January 21, 2011, Prince William County, Virginia
Yeah, I know... You are thinking, What standing? Isn't Virginia a nonjudicial foreclosure state?
Well, the twist in this case was a self-created could on the title that Aurora sought to remove prior to its contemplated foreclosure. Aurora sought this by affirmatively
coming to court as a plaintiff
. The homeowner had previously recorded a release of the subject lien based on her reading of TILA and on some "advice" over the internet.
Even though there may have been some colorable basis in the law for the homeowner's position (TILA provides that upon consumer's rescission, the security interest becomes void and creditor must take steps to effectuate rescission or bring a declaratory judgment action), I had at least two Virginia judges (one federal and one state) tell me that the homeowner's conduct of recording a release here borders on criminal fraud warranting referral to the state prosecutor.
But be that as it may, Aurora sought to have the homeowner's recordings removed from the chain of title and, to do that, it had to show.... standing
. It had to show that it itself
had any interest in the property before it could ask for any "relief" with respect to the property.
Aurora's claim to the property was based on a promissory note not payable to it, but endorsed in blank and supposedly acquired by it after the loan's origination. We challenged Aurora's position and held Aurora to its burden to plead and prove its case to the full extent of the law.
You won't believe what happened next. The judge, having heard the arguments and having asked very pointed and crucial questions (I've been in front of him before and he is a very solid and fair judge, one of those who we say "follows the law"), sided with Aurora and denied (overruled) our demurrer (motion to dismiss)!
Then we proceeded to the merits.

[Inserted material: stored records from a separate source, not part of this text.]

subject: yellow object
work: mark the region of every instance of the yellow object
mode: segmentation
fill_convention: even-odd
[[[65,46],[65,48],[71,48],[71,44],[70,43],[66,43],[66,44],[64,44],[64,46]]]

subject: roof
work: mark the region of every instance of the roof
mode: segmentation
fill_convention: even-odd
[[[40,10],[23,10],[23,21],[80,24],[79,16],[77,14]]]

During that time, I asked the court to "clarify" what interest it found on the part of Aurora and where it stemmed from, given that Aurora failed to plead all the necessary elements in its case with respect to the promissory note. The judge immediately realized that it was "reversible error" and that he would have to reverse himself and rule for us (albeit reluctantly). He stated something like, "I hate to do this, I hate to do this, but we gotta do it right." And then he reversed himself on the spot in our favor and justified his own ruling by stating that it would not
be a favor to Aurora either
if he issued an order in the case that was appealable and that was likely to be reversed later.
In some matters, whatever the judge's personal preference, his hands are tied by the law! This is what makes the judiciary branch of government different from any other branch. You better pray that America remains the land governed by the rule of law. Neither the king to the bank is above the law!
What this case tells us is that, as homeowners, people are facing a tremendous policy
hurdle (and even prejudice
) to overcome in every court when trying to challenge a bank's right to take one's house without proper (due) process. This judge basically thought my client was a deadbeat who's trying to get out of a justly imposed obligation. If you are a homeowner, your arguments must be air-tight
, so that anything done in derogation of your position would be "reversible error."
Also, it doesn't hurt to briefly address the policy concerns and tell the judge that you as a borrower were duped at closing with false promises of never-ending rising
home values and quick refinances available at anyone's whim. A bunch of sharks concocted your loan with utter disregard of your ability to repay and without putting any of their own funds at risk.
So there you have it. Aurora does not have standing to mess with the chain of title!